The only thing you can do is to change your architecture.

For example, if your db is online and your application is a client application, you can connect using web services. Then you can expose only the web services the user really need to use, there is no risk of user writing sql queries. Then you can add the protection logic on the server instead that on the client.

If everything is offline there is not much you can do, you can make life harder using simple string encryption but it will never be a real protection.

Answer 6

As Lucas pointed out in its comment, if you have only one piece, then anybody decompiling your application can reverse-engineer it and decrypt your database passwords.

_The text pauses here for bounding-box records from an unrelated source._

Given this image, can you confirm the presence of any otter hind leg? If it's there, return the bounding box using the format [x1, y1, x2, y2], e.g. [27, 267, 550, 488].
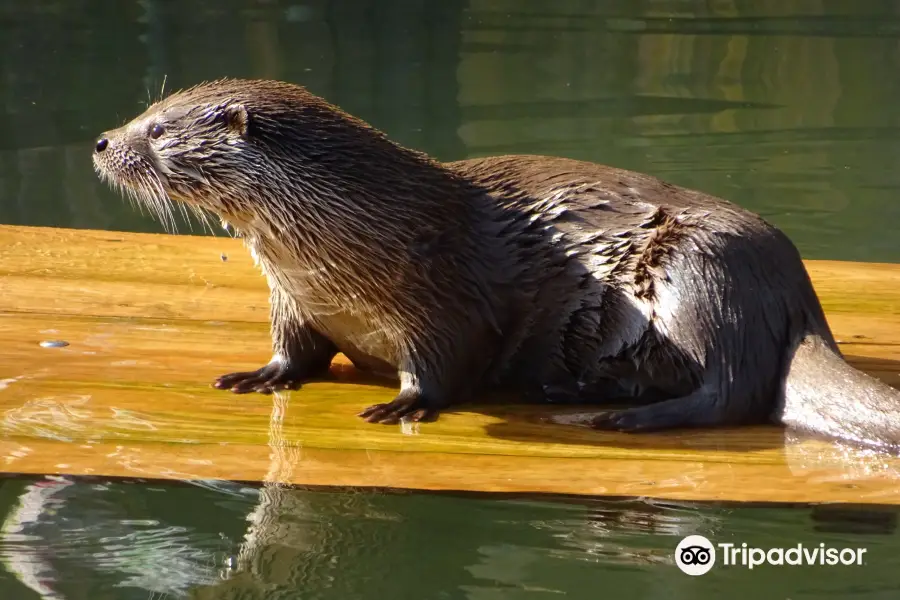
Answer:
[212, 288, 338, 394]
[591, 389, 722, 433]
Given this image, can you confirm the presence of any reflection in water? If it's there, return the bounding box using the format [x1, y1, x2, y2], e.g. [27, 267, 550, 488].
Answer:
[0, 477, 228, 600]
[0, 394, 718, 600]
[0, 386, 898, 600]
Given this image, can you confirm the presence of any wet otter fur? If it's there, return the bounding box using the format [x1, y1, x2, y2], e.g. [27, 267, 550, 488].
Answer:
[93, 79, 900, 448]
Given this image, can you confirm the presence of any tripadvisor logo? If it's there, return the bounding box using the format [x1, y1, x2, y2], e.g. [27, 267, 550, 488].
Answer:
[675, 535, 867, 576]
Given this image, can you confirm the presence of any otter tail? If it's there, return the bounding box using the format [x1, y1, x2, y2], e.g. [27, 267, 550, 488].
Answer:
[776, 334, 900, 452]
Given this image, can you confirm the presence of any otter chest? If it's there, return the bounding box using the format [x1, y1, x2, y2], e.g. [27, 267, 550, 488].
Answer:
[247, 243, 399, 373]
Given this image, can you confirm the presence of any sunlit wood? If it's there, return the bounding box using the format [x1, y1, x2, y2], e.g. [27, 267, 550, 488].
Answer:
[0, 226, 900, 503]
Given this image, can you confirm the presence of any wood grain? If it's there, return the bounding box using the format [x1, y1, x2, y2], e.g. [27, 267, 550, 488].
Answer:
[0, 226, 900, 504]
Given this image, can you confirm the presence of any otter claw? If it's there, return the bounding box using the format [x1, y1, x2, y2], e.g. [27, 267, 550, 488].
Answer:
[358, 395, 438, 425]
[213, 364, 302, 394]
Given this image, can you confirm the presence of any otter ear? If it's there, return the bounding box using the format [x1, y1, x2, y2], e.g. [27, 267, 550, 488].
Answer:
[225, 104, 250, 137]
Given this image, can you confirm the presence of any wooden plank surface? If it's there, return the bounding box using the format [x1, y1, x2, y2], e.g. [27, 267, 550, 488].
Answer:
[0, 226, 900, 504]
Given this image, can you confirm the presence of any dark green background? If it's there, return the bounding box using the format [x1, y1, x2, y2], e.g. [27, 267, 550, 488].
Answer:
[0, 0, 900, 600]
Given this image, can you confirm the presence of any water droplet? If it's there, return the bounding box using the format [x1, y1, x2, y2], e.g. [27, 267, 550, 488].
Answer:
[41, 340, 69, 348]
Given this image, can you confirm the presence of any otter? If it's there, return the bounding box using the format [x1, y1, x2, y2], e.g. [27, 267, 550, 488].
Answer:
[93, 79, 900, 450]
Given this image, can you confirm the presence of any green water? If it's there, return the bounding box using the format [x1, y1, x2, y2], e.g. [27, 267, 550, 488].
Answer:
[0, 0, 900, 600]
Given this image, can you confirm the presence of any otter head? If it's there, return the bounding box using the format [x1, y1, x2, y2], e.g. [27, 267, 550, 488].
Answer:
[93, 79, 394, 237]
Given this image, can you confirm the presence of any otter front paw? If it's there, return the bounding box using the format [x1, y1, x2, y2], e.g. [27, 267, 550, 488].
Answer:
[358, 391, 439, 425]
[591, 409, 644, 433]
[213, 362, 307, 394]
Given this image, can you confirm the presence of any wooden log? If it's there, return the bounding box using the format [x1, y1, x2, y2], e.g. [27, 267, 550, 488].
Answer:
[0, 226, 900, 504]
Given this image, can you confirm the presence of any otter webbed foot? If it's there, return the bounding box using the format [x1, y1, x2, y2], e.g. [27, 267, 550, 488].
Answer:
[358, 390, 440, 425]
[213, 362, 309, 394]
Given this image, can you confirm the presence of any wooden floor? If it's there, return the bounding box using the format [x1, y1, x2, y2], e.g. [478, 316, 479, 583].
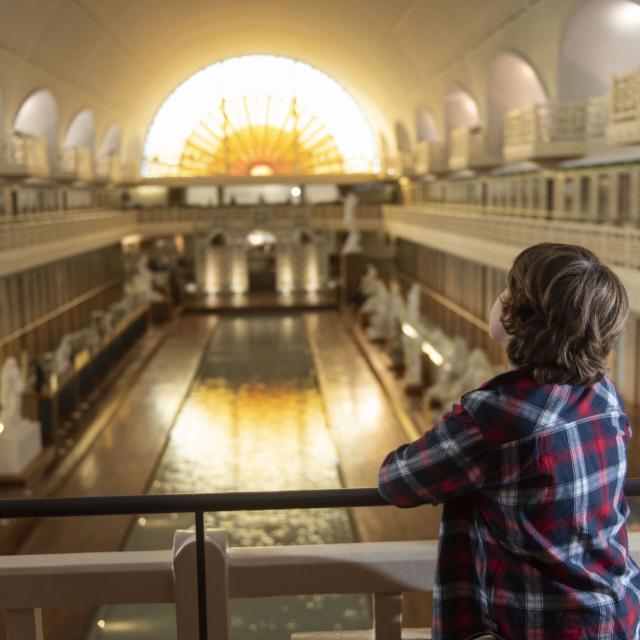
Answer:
[305, 312, 442, 626]
[0, 316, 216, 640]
[185, 291, 338, 313]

About storing credentials, my usual practice is to always store them in the application configuration file. If then I need to secure it, I use a SecureString and some encryption. And this could work for any kind of configuration information, not only credentials. There is a really good article about securing configuration files here: Encrypting Passwords in a .NET app.config File

Answer 7

Maybe you should read some more on encrypting the web.config http://learn.iis.net/page.aspx/141/using-encryption-to-protect-passwords/

Otherwise there isnt much you can do. Storing sensitive data in code isn't an option since anyone with a reflector tool can open it and see it. If you want code or variables to be invisible to everyone, you should create a webservice on a private server that accepts data, transforms it through it's magic and returns it to the client. In that way everything in between posting and retrieving the data is kept secret.